効果的なくりっく365
世界のNO1企業、GEは金融サービス部門についても「資金と頭脳という経営資源を組み合わせることにより、相乗効果を生み出す」とし、製造業の規律とキャッシュフローに、金融業の創造性を加え、融合することで、金融業でも世界で抜きん出た存在をめざしていた。
GEの人材評価は厳しい。
幹部社員は上位17%、中位17%、下位17%に分けられる。
下位評価の人は基本的にはGEに残れないという判断だ。
アニュアルリポート『株主への手紙』によると、「それも毎年繰り返す必要がある」というきびしさだ。
評価は小学校のときから始まっており、入学試験とか、大学での成績とか、大学卒業まではなんらかのかたちで評価されている。
社会人になったらやめるというのは矛盾している、という論理だ。
むしろ、大学卒業後の長い人生を送る職場でこそ、評価が必要という。
Wルチは「下位の人を切るのは残酷だというが、まったく逆だ。
見込みのない人を残しておくほうが残酷だ。
結論を先送りしていると、本人の選択の幅は狭まり、子供を大学に行かせたり、住宅ローンを払ったりする段階で、会社にいられないことになりかねない。
このほうが残酷だ」という。
当然、日本市場の金融分野についても、こうした厳しい試練を生き抜いた人材を投入してきている。

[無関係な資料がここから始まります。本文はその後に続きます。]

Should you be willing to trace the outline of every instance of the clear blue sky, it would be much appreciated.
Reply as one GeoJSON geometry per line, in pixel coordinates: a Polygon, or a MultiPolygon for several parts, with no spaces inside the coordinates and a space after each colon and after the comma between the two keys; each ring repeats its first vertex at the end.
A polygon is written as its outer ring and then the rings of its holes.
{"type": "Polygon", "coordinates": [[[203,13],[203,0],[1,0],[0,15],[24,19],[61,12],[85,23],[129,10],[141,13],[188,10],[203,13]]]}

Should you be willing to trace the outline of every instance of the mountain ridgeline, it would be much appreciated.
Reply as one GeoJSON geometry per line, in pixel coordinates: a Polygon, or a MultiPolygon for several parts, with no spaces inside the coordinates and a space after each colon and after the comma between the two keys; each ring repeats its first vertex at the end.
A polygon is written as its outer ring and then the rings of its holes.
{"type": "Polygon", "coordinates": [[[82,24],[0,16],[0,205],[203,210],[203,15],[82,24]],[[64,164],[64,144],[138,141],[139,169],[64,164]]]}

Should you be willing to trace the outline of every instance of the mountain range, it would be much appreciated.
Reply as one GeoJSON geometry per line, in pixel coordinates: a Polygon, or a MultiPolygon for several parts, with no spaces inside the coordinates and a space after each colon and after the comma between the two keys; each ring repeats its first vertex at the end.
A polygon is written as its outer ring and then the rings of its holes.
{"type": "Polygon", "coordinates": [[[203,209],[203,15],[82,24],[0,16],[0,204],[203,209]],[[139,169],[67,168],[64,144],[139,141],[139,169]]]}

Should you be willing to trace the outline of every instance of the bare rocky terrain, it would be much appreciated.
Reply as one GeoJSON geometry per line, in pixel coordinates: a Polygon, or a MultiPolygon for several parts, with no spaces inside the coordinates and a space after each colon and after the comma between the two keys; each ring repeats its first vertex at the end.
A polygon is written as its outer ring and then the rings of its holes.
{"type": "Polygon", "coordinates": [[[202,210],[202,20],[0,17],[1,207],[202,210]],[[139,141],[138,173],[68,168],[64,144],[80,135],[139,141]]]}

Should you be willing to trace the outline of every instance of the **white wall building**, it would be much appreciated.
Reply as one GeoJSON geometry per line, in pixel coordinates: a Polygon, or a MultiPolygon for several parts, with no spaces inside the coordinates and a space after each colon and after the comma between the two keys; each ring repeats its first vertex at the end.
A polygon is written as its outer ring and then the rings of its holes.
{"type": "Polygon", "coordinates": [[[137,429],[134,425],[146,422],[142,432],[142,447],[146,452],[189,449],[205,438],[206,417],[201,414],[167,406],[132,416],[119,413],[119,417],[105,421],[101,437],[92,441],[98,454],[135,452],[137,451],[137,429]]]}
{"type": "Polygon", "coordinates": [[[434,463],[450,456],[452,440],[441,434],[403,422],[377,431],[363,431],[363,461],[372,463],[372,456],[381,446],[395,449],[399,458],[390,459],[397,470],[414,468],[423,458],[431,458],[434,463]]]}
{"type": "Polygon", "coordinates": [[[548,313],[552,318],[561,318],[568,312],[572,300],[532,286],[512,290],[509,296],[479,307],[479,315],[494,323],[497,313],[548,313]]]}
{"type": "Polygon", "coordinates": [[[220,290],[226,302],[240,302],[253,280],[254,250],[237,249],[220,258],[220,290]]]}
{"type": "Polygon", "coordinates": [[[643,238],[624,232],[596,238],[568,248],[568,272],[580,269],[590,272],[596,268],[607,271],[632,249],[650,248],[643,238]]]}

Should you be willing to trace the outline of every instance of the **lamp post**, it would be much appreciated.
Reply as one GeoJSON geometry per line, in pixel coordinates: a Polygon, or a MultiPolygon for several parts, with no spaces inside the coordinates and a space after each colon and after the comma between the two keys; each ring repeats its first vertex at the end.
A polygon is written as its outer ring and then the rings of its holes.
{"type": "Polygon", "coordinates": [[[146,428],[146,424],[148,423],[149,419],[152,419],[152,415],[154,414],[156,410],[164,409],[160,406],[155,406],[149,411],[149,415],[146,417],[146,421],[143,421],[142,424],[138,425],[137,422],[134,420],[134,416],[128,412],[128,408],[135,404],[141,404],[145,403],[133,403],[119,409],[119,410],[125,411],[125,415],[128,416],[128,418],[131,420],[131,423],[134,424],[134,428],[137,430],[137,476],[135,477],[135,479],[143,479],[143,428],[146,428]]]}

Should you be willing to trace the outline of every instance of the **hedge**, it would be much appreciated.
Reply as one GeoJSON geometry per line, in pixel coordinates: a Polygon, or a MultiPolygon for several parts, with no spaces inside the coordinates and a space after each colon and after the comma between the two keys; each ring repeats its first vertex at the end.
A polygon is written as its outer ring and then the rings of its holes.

K岡社長はGEカルチャーについて「凄いなと思ったのはワークアウトを含めて5年間で社員をいわゆるGEカルチャーに染めてしまっていることです。
強烈なパワーで染め上げていました。
本社の社員は皆GEの信者が多かったので、GEカルチャーを疑問視されるのは抵抗があったのはたしかです。
『実際の業務にシックスシグマは役立っていないだろう?』と冗談めかしていうと真顔で皆、怒るのです。
ワークアウトで結論を導き出すプロセスもたしかに凄いなと思いました。
会議では少数の意見をいう人だけが活発に意見を出して後は知らん顔というところなのですが、ここではファシリテーターという人が『はい意見』といえば、どっと意見が出ますし、手際よくまとめていくのです」。
だが長年、世界N0.1企業に君臨し、向かうところ敵なしのGEも、保険業界だけは思いどおりにいかなかった。
Jク・Wルチ自身、保険とは相性が悪いことを吐露していたし、現場でも、製造業や他の金融業のように、GEの経営手法マジックがいまひとつ浸透しないことに焦れていたのはたしかなようだ。
高齢化社会到来で、金融業のなかでも保険業の成長性は高いと判断、M&A中心に拡大路線を突っ走った。